## Tutorial for using string edit distance metrics
Yarden 11/2023

In [21]:
import sys
sys.path.append('..')
from helper_functions_song_sequence.string_metrics import *

### The Levenshtein distance 
Given 2 strings, this metric counts how many edits (insertions, deletions, substitutions) are needed to convert one string to the other. See more in this [link to Wikipedia](https://www.wikiwand.com/en/Levenshtein_distance)

The function levenshtein(string1, string2), defined in [string_metrics.py](https://github.com/NeuralSyntaxLab/birdsong_behavior_analysis/blob/main/helper_functions_song_sequence/string_metrics.py), implements the Levenshtein distance.

### Examples:

In [22]:
print(levenshtein('Brownies','Frown'))

4


### Character error rate
Since strings can be of different lengths it is not so useful to know the Levenstein distance. Instead, we normalize the Levenshtein distance by the length of the shorter string. This creates a metric that we term **The Character Error Rate**.

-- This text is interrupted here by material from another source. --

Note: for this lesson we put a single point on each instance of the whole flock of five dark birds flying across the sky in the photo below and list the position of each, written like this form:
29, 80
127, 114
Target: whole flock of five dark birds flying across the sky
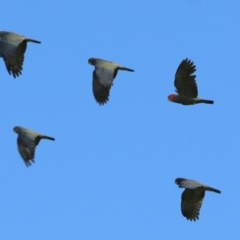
12, 49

The function char_error_rate(string1, string2), defined in [string_metrics.py](https://github.com/NeuralSyntaxLab/birdsong_behavior_analysis/blob/main/helper_functions_song_sequence/string_metrics.py), implements this metric.

### Examples:

In [26]:
LEV_PARAMETRIZE = [
# adapted from https://github.com/toastdriven/pylev/blob/master/tests.py
    ("kitten", "sitting", 3),
    ("kitten", "kitten", 0),
    ("", "", 0),
    ("kitten", "", 6),
    ("", "sitting", 7),
    ("meilenstein", "levenshtein", 4),
    ("levenshtein", "frankenstein", 6),
    ("confide", "deceit", 6),
    ("CUNsperrICY", "conspiracy", 8),
    # case added to catch failure with our previous implementation from
    # https://en.wikibooks.org/wiki/Talk:Algorithm_Implementation/Strings/Levenshtein_('aabcc', 'bccdd', 4),
]
for source, target, expected in LEV_PARAMETRIZE:
    if len(target) == 0 and len(source) != 0:
        ser = 'value error'
    else:
        ser = char_error_rate(source, target)
    print(f'source: {source}, target: {target}\n\tvak: {ser}')


source: kitten, target: sitting
	vak: 0.42857142857142855
source: kitten, target: kitten
	vak: 0.0
source: , target: 
	vak: 0.0
source: kitten, target: 
	vak: value error
source: , target: sitting
	vak: 1.0
source: meilenstein, target: levenshtein
	vak: 0.36363636363636365
source: levenshtein, target: frankenstein
	vak: 0.5
source: confide, target: deceit
	vak: 1.0
source: CUNsperrICY, target: conspiracy
	vak: 0.8